Book review: Two lives by Vikram Seth

November 11, 2008

Title: Two lives
Author: Vikram Seth
Pages: 499

Two lives is a biography of the author’s grand-uncle Shanti and his German wife Henny. Vikram stayed with them for a few years in England when he went to school there. Shanti was a dentist who had his clinic in his house itself.

Shanti had met Henny while he was studying dentistry in Germany. He first set foot in Germany without knowing a single word of German. He decided to stay with a family who spoke only in German so that he would be forced to learn the language. So he moved in with Ella Caro and her two daughters – Henny and Lola. Despite a slightly rocky start (‘Mummy, don’t let the black man move in’) he integrated very well with the family and was soon a part of their friend’s circle. 

Shanti earned a doctorate in dentistry but was informed that he would not be allowed to practice in Germany. He had no choice but to return to England. His degrees were not recognized and he had to answer his qualifying exams all over again. Henny had fled Nazi Germany (she was Jewish) and migrated to England. Shanti was perhaps the only person she knew when she first came to England. Naturally, their friendship grew stronger and, in Shanti’s case, blossomed into love.

Shanti decided to enlist in the army (as a dentist) and was sent of to Africa where his right arm was blown off. Henny encouraged Shanti to start practicing dentistry again even though he was right-handed. Shanti managed to run a successful practice and finally proposed to Henny. Although Henny did not feel a great passion for Shanti (i.e. there was no spark) she consented. 

Vikram moved in with them when he came to study in England during his early teens.

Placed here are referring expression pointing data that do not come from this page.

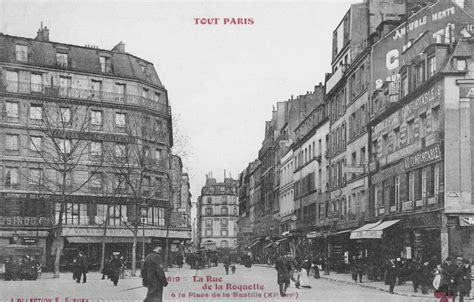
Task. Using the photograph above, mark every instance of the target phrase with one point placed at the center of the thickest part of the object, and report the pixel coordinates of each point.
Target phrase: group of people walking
(22, 268)
(296, 270)
(451, 279)
(114, 267)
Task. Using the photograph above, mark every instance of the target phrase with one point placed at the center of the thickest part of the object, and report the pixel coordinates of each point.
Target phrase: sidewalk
(402, 290)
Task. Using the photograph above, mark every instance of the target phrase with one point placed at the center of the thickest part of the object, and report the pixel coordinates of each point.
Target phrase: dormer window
(461, 64)
(21, 53)
(105, 65)
(431, 66)
(62, 59)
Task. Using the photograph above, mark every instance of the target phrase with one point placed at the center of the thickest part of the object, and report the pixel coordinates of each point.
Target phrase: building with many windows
(86, 109)
(218, 213)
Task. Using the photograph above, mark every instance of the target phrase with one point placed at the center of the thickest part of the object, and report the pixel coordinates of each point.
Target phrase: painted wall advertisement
(405, 127)
(440, 21)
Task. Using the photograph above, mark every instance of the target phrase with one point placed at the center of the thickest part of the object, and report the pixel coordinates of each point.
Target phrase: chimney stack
(43, 34)
(120, 47)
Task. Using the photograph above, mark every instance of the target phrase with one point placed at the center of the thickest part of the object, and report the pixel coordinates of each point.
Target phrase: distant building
(218, 212)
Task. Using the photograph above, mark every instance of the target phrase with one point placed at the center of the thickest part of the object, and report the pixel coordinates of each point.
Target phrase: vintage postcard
(267, 150)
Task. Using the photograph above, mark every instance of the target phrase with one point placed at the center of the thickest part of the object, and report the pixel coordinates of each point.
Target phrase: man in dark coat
(115, 267)
(154, 277)
(425, 277)
(447, 280)
(283, 268)
(391, 274)
(462, 278)
(82, 268)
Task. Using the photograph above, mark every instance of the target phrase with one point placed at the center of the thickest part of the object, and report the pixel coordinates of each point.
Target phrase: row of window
(210, 233)
(118, 215)
(307, 154)
(62, 58)
(65, 89)
(221, 199)
(337, 139)
(35, 177)
(357, 122)
(409, 132)
(313, 120)
(12, 144)
(36, 112)
(224, 211)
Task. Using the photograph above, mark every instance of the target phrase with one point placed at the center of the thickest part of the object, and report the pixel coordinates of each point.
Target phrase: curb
(382, 289)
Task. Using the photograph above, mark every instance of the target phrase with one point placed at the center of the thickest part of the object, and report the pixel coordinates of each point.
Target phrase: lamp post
(143, 214)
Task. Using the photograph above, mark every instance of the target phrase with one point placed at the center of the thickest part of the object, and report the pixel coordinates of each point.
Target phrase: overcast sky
(222, 80)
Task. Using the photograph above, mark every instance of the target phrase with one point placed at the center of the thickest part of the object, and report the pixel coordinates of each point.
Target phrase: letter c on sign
(391, 61)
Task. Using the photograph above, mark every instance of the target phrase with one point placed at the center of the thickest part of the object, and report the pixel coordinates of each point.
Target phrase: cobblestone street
(255, 284)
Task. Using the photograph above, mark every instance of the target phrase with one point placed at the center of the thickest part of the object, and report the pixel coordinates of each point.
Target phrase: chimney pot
(120, 47)
(43, 34)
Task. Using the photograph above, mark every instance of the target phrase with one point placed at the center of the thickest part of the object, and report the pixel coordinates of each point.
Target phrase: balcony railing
(83, 94)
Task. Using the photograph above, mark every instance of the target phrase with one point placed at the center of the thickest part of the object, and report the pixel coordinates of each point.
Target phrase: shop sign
(431, 154)
(441, 19)
(122, 232)
(30, 241)
(407, 205)
(25, 221)
(387, 173)
(466, 220)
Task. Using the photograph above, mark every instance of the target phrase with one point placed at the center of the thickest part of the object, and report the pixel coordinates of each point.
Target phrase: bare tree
(142, 172)
(61, 138)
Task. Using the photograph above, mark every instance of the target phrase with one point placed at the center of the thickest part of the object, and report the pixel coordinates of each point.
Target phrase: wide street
(257, 283)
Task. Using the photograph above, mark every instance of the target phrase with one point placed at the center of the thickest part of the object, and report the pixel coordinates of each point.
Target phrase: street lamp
(143, 214)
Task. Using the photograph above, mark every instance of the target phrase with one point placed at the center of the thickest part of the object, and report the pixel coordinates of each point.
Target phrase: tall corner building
(218, 213)
(109, 88)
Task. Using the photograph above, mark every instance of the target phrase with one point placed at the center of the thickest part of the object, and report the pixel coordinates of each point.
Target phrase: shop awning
(466, 220)
(253, 243)
(360, 232)
(107, 240)
(314, 234)
(268, 245)
(373, 232)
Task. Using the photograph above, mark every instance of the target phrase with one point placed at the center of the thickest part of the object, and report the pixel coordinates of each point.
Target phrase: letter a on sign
(470, 94)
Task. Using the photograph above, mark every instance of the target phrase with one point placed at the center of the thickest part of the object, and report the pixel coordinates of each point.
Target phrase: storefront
(461, 235)
(118, 239)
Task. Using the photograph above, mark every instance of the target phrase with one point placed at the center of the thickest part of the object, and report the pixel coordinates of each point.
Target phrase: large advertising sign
(440, 21)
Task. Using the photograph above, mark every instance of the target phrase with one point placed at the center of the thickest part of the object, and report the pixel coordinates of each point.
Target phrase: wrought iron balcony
(83, 94)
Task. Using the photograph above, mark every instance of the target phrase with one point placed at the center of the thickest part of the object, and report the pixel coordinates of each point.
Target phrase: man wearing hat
(154, 277)
(82, 268)
(115, 267)
(447, 281)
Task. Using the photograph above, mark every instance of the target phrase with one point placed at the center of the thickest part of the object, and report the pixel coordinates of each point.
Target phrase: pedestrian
(425, 277)
(83, 267)
(391, 274)
(304, 273)
(105, 269)
(463, 279)
(447, 284)
(154, 278)
(414, 269)
(316, 268)
(115, 268)
(283, 268)
(226, 264)
(179, 260)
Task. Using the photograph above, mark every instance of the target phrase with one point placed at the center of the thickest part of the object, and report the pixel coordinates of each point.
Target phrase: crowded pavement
(185, 283)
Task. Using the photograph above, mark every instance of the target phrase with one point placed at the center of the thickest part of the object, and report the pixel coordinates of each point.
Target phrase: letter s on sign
(391, 59)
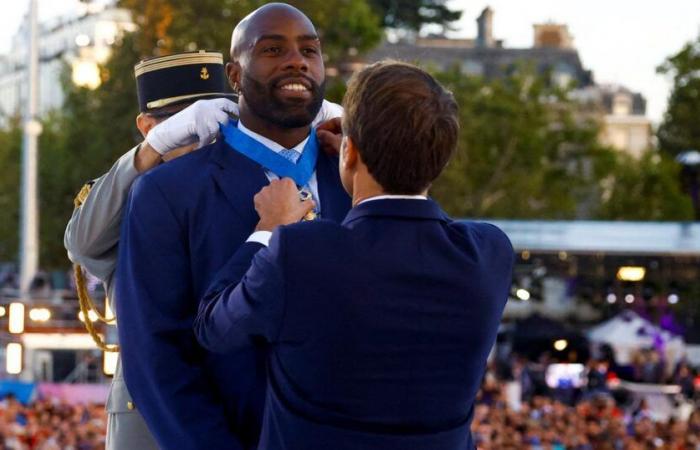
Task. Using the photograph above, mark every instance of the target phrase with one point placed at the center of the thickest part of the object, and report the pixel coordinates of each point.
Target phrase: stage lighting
(16, 320)
(13, 358)
(109, 362)
(560, 345)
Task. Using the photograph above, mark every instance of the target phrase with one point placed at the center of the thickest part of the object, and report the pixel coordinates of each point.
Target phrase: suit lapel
(335, 202)
(239, 178)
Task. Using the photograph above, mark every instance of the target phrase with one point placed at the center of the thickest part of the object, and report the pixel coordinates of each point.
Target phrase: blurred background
(580, 138)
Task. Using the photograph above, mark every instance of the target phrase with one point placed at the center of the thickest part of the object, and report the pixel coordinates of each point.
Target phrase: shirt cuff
(261, 237)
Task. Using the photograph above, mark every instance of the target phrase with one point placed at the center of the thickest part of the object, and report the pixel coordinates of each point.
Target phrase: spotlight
(82, 40)
(560, 345)
(523, 294)
(13, 358)
(39, 314)
(92, 315)
(631, 273)
(16, 320)
(109, 363)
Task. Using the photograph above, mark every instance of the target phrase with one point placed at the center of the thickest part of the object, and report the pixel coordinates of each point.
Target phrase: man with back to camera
(184, 219)
(379, 327)
(165, 86)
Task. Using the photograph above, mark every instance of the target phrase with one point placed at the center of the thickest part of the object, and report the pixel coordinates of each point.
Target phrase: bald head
(263, 21)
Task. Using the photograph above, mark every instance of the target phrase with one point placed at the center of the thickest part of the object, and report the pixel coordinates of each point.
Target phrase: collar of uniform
(269, 143)
(393, 207)
(397, 197)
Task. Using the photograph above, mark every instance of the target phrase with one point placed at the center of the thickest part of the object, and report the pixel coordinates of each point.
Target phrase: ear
(145, 122)
(233, 73)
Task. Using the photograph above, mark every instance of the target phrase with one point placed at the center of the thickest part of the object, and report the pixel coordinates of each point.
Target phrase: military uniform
(92, 235)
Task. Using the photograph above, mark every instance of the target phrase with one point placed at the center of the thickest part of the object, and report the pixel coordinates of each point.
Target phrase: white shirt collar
(272, 145)
(394, 197)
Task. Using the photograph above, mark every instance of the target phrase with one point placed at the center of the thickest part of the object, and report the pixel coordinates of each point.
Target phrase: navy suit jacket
(182, 222)
(379, 327)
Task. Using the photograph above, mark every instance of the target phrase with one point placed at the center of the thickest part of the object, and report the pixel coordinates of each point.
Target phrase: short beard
(262, 102)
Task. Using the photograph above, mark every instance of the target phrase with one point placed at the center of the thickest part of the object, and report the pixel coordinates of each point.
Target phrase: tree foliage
(679, 130)
(10, 151)
(414, 14)
(645, 189)
(523, 151)
(168, 26)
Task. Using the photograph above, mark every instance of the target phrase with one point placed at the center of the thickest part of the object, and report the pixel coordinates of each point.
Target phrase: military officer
(165, 86)
(184, 219)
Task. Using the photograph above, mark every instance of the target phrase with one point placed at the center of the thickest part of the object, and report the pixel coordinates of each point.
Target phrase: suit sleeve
(163, 364)
(246, 300)
(92, 233)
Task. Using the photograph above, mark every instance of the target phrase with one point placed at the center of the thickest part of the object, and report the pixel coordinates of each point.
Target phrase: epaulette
(82, 195)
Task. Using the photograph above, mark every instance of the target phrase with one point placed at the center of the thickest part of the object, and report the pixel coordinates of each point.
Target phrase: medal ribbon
(300, 172)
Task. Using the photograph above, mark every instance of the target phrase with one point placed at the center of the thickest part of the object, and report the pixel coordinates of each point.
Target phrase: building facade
(621, 113)
(78, 44)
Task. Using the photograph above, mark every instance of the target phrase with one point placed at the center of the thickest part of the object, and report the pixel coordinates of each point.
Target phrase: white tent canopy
(628, 332)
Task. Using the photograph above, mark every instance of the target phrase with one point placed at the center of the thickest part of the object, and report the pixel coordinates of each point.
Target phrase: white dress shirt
(263, 237)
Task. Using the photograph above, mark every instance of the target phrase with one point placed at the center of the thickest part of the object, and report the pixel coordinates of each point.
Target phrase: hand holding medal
(281, 203)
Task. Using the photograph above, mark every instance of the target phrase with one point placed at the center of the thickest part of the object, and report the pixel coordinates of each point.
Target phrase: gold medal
(305, 195)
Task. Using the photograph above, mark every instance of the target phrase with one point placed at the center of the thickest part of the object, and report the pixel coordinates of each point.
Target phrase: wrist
(146, 158)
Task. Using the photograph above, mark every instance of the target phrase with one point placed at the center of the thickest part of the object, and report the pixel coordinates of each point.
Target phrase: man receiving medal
(184, 219)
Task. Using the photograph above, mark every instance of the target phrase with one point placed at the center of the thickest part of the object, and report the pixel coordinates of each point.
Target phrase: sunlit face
(282, 78)
(346, 176)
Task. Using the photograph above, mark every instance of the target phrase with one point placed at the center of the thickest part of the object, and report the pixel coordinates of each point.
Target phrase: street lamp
(690, 177)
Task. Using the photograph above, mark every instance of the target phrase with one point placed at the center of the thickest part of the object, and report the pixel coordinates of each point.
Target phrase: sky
(621, 41)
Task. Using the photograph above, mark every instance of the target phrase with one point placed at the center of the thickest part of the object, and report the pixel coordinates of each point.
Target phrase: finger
(288, 183)
(228, 106)
(330, 143)
(221, 118)
(330, 109)
(306, 206)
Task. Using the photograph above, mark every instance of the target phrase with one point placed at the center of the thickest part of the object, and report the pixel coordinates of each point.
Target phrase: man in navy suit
(379, 328)
(183, 221)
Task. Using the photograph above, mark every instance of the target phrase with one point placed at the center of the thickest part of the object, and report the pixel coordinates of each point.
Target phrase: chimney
(485, 26)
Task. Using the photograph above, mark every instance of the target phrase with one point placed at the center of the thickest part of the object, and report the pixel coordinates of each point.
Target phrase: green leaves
(679, 130)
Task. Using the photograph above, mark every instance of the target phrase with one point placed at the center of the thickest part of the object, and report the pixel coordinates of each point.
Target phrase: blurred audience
(593, 422)
(51, 425)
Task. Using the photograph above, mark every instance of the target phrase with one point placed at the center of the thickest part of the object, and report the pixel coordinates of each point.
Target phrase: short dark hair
(404, 124)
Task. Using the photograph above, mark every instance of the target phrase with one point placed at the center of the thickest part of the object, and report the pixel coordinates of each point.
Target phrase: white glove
(328, 111)
(198, 123)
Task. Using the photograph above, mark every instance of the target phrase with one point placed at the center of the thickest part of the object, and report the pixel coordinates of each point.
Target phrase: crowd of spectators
(597, 421)
(51, 425)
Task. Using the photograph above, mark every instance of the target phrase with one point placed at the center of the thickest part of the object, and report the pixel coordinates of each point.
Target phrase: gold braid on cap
(86, 303)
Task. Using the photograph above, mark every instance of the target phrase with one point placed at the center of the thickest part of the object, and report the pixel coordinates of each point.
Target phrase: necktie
(293, 156)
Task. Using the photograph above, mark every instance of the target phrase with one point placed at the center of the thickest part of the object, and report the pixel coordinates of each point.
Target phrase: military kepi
(180, 78)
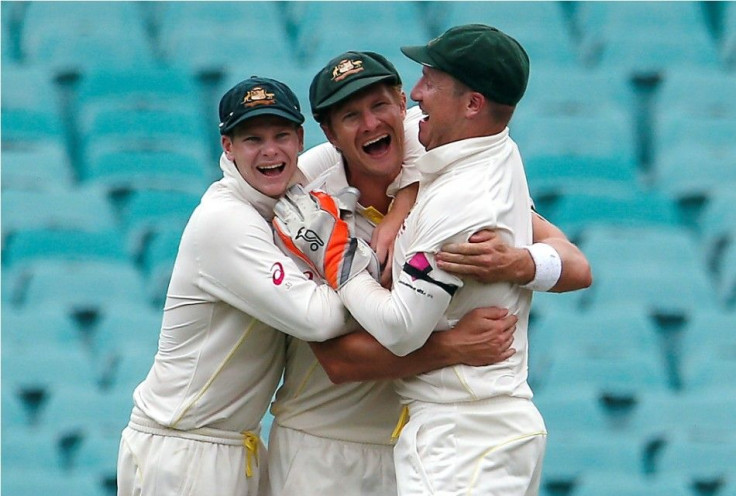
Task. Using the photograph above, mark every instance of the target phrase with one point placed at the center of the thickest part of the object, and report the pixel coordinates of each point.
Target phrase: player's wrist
(547, 267)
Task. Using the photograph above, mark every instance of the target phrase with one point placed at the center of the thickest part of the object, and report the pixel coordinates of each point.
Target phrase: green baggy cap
(257, 96)
(347, 74)
(482, 57)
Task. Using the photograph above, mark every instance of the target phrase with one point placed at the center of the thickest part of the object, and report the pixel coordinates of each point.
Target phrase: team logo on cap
(258, 96)
(345, 68)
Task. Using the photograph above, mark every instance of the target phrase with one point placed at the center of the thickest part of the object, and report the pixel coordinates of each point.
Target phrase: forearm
(358, 356)
(576, 273)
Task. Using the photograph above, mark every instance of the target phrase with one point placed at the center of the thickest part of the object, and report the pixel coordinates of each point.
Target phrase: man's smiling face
(368, 129)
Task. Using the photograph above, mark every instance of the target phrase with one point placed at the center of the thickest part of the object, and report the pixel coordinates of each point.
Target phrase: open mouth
(272, 170)
(378, 145)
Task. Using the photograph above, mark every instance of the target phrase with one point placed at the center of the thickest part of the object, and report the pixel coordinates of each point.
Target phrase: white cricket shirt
(220, 354)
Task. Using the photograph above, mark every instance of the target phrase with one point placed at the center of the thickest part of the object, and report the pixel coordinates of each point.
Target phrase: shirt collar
(233, 180)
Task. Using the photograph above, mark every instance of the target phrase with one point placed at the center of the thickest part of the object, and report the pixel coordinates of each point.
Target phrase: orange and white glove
(311, 227)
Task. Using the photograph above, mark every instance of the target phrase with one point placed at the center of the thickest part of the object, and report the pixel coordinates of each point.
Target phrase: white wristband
(548, 264)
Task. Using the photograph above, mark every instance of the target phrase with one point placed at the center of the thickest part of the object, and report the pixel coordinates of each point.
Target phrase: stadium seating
(101, 172)
(576, 212)
(612, 330)
(613, 35)
(581, 410)
(717, 224)
(50, 324)
(701, 461)
(82, 284)
(76, 208)
(74, 38)
(727, 282)
(612, 483)
(707, 328)
(571, 456)
(39, 480)
(37, 166)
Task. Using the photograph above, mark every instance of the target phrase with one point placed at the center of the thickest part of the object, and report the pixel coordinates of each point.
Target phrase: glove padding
(311, 227)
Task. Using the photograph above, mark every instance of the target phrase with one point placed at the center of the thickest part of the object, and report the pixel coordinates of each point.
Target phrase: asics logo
(311, 237)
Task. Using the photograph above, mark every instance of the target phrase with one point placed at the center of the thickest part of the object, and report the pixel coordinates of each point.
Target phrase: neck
(372, 189)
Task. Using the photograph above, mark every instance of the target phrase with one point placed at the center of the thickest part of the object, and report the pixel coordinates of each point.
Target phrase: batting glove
(310, 226)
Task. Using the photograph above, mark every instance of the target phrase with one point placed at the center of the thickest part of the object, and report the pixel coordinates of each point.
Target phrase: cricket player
(337, 438)
(195, 424)
(196, 419)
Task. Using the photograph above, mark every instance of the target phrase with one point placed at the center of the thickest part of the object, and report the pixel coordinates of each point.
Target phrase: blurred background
(628, 133)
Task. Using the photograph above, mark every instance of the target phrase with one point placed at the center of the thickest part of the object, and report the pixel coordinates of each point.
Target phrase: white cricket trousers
(156, 461)
(492, 447)
(304, 465)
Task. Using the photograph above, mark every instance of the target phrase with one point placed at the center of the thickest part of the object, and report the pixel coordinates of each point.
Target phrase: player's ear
(475, 102)
(329, 134)
(300, 134)
(227, 146)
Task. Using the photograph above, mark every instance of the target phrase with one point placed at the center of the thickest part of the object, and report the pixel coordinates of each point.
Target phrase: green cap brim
(419, 54)
(263, 111)
(352, 88)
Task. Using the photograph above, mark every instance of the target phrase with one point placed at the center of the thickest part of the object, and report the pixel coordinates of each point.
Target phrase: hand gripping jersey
(466, 186)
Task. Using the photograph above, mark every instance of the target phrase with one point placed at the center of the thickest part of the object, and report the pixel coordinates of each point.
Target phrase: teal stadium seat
(22, 85)
(672, 292)
(28, 246)
(74, 37)
(604, 133)
(98, 454)
(43, 165)
(50, 324)
(29, 125)
(727, 276)
(148, 211)
(199, 39)
(322, 30)
(130, 367)
(122, 324)
(674, 35)
(728, 42)
(77, 208)
(690, 170)
(577, 212)
(26, 449)
(611, 483)
(711, 366)
(74, 411)
(158, 261)
(579, 412)
(15, 415)
(629, 248)
(35, 481)
(176, 131)
(693, 413)
(82, 285)
(127, 170)
(702, 461)
(611, 330)
(717, 223)
(571, 456)
(139, 88)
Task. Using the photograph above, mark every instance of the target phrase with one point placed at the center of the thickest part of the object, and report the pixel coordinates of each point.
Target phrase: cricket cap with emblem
(483, 58)
(347, 74)
(258, 96)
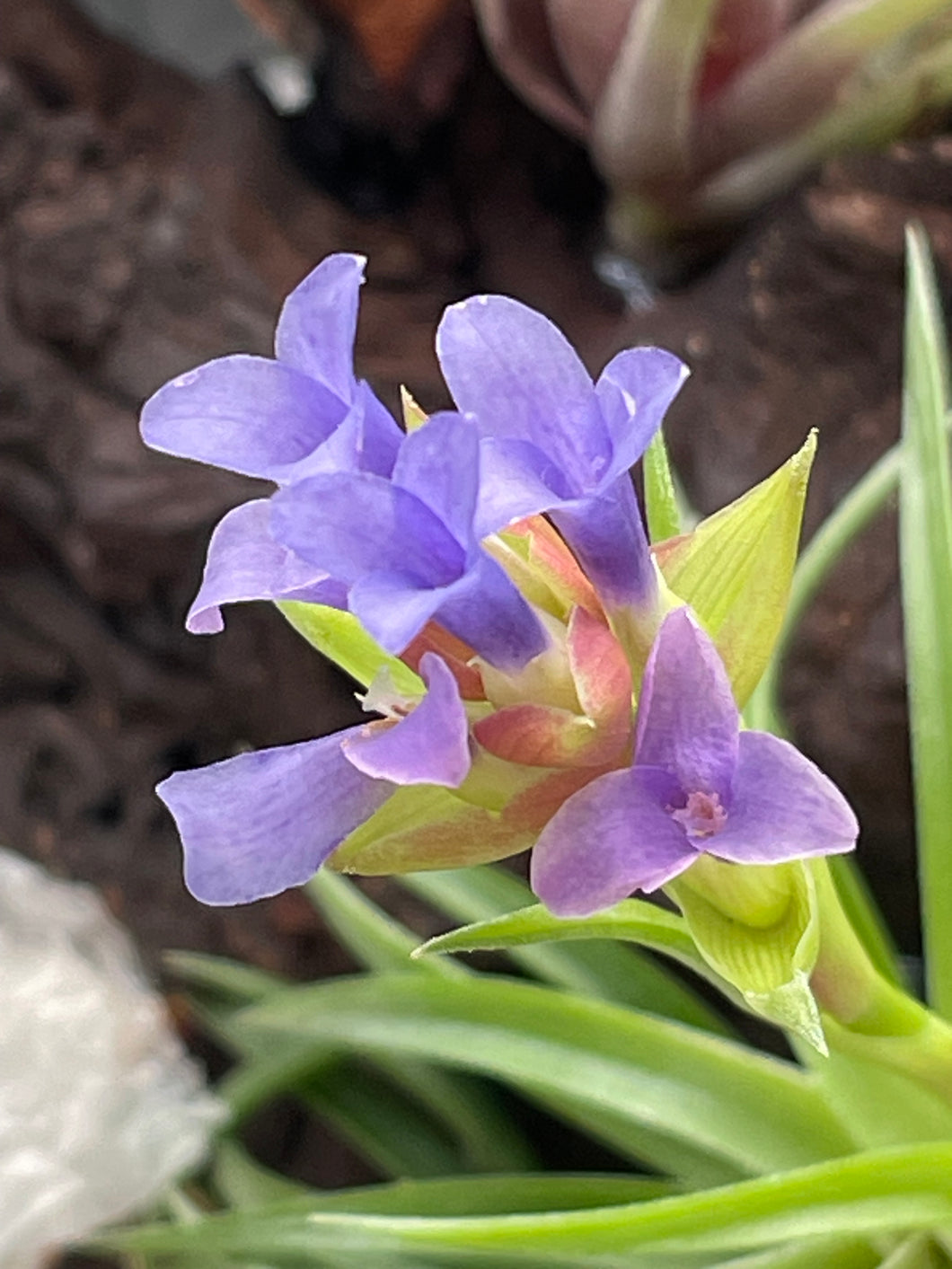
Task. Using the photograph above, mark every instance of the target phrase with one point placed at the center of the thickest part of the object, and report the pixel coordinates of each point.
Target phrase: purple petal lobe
(393, 608)
(516, 480)
(635, 390)
(607, 537)
(611, 838)
(245, 414)
(353, 524)
(783, 807)
(522, 380)
(245, 562)
(428, 746)
(366, 439)
(257, 824)
(441, 464)
(687, 718)
(485, 611)
(318, 324)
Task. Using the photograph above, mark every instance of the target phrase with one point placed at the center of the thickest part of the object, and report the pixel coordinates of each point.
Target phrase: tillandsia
(537, 688)
(558, 689)
(697, 112)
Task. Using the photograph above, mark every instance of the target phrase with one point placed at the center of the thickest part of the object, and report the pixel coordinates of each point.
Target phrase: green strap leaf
(662, 509)
(752, 1111)
(340, 638)
(866, 1195)
(593, 965)
(926, 558)
(632, 921)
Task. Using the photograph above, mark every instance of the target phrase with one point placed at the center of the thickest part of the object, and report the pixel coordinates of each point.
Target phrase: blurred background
(171, 171)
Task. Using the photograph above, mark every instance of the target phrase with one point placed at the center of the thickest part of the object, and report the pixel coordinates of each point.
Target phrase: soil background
(149, 222)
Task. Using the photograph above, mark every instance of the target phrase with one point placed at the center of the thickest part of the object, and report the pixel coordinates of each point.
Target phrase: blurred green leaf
(752, 1111)
(926, 559)
(662, 507)
(863, 1195)
(596, 965)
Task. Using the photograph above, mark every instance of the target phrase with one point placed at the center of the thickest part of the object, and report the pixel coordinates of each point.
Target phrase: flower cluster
(540, 682)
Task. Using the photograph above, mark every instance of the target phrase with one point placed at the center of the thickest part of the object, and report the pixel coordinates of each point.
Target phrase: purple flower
(279, 420)
(408, 549)
(699, 783)
(257, 824)
(553, 441)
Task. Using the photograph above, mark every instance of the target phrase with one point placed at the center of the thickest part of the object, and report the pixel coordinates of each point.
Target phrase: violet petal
(257, 824)
(516, 480)
(687, 718)
(366, 439)
(245, 562)
(633, 391)
(607, 537)
(439, 463)
(318, 324)
(393, 608)
(485, 611)
(783, 807)
(246, 414)
(429, 746)
(353, 524)
(611, 838)
(521, 378)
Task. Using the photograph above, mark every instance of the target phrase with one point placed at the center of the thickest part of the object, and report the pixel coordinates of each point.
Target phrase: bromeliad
(561, 692)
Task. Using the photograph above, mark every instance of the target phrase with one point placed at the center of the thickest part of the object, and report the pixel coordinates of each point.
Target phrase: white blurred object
(101, 1108)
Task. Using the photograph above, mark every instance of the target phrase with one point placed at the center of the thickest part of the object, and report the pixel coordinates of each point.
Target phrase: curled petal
(245, 562)
(245, 414)
(783, 807)
(611, 838)
(318, 324)
(687, 718)
(521, 377)
(429, 746)
(257, 824)
(635, 390)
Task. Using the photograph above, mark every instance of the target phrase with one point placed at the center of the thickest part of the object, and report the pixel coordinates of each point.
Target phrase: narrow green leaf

They were already in their 60’s by then.

I was shocked at how Vikram Seth has shamelessly published private letters, which at many times contained specific requests to keep the letters secret. But all secrets lose their importance as time goes on and in the interest of history I guess Vikram’s indiscretion is acceptable.

Overall the book was quite good even though it contains unnecessary descriptions of everyone in Vikram’s huge family.